Setting the Pace with Coach Tim
by Coach Tim Waud
Now that Summer Nationals are over, it’s time to get back into the water and get ready for a new year of swimming fast. After a couple of weeks out of the water, I like to start training with some basic swimming skills. Instead of ramping up the yardage, it’s best to work on drills, improve swimming technique and then begin training hard. Remember to be mindful when you swim. Mindfulness is defined as the psychological process of bringing one’s attention to the internal and external experiences occurring in the present moment, which can be developed through the practice of meditation and other training.
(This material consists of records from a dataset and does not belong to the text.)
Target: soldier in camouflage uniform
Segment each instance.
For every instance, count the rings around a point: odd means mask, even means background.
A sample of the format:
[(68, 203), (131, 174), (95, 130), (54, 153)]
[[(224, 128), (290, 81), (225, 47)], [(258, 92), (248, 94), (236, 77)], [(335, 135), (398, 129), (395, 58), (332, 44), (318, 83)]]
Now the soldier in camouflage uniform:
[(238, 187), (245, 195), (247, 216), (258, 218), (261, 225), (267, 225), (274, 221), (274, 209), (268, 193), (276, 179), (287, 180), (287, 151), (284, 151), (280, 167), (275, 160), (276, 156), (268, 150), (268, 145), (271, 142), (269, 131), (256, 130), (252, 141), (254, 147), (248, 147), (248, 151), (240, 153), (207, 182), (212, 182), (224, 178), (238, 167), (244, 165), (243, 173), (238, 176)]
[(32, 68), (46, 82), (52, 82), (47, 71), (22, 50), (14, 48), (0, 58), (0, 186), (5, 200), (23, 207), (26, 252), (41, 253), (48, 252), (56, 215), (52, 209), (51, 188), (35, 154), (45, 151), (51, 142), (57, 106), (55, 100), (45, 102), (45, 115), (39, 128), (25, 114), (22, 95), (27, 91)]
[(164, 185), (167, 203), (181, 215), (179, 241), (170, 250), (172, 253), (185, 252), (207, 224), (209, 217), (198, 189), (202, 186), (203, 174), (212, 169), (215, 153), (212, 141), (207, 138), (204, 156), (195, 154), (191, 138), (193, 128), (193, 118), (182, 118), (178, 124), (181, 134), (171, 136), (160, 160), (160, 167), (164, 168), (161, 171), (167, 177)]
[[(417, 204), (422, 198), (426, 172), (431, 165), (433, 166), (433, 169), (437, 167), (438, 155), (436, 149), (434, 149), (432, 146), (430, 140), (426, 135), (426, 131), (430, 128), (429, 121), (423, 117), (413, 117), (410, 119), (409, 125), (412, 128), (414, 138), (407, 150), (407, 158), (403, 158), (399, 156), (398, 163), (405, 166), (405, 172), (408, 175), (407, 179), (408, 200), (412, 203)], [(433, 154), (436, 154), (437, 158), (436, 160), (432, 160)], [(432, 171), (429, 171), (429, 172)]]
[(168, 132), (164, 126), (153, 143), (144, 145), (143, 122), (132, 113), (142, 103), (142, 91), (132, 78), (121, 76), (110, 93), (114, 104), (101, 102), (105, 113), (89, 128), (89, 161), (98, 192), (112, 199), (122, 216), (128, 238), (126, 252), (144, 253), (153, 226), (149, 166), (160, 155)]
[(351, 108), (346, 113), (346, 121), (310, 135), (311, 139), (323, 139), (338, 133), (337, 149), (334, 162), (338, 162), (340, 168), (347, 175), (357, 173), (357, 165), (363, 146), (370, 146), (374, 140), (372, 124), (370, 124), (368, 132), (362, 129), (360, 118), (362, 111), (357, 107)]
“No matter how strong and fit you are, if you don’t have the proper technique, then you won’t go fast.” —Sanuj Srivastava
An often overlooked basic skill in swimming is the ability to time your breaths. If you’re not comfortable breathing while swimming, you’ll struggle to make streamlined, coordinated movements. The basic idea involves breathing out through both nose and mouth when your head is underwater, then lift your head to the side, taking a full breath before plunging your face back down under the surface. In his book “Swimming: Steps to Success,” David G. Thomas suggests practicing this motion while holding onto the side of the pool with your arms outstretched.
Gliding through the water is a basic skill to master before you even consider kicking and paddling, according to swimming instructor Ian Cross, speaking to “The Guardian.” Gliding helps you to get used to the sensation of moving through the water headfirst. Try gently pushing off the side wall of the pool with your arms stretched out in front of your head. Keep your head face-down in the water and glide until you slow down.
- Enter the Water with Your Fingers First
Your hand should cut through the water first and then your elbow should follow. Many people don’t bend their arm enough. This means the arm is straight when it enters the water, and therefore the hand and elbow enter the water at the same time. When your hand is straight, you are not able to pull the water efficiently.
- Place Your Hand in the Center
Your hand should not cross the center-line and it should not be too much to the outside. In fact, it should be right in line with your shoulder. If your hand crosses the center-line, you will zigzag from left to right.
- Reach as Far as You Can With Your Arm
When your hand enters the water, you need to glide, stretch, and reach as far as you can. You can gain a few inches for every stroke, which would make a huge difference over the course of a swimming race or triathlon.
- Rotate Your Body
By rotating your body, you can reach much farther with your hands and you can use a lot more strength when pulling the water. By rotating, instead of only using your shoulder, you also use your lats muscles, pectorals, and core. It will also prevent many shoulder injuries.
- Raise Your Elbows High
By raising your elbows high, your hands will enter the water with the proper angle and you will be able to pull water efficiently because your entire forearm will pull water. This also reduces the drag in the water.
- Keep Your Hand Loose
By keeping your hand loose, you maximize the area your hand takes in the water. Don’t keep your fingers tightly pressed together because your arm will be contracted and you will lose energy.
- Modify Your Kicking Cadence Depending on the Distance
For a sprint, such as 50m, 100m, or 200m, you should kick as much as you can because the event is short and you don’t need to manage your energy. For a longer event, like a 5km or 10km open water swim or an Ironman, you should kick less because you need to conserve energy. In those cases, keep a two-beat kick, which means you do one kick for every stroke.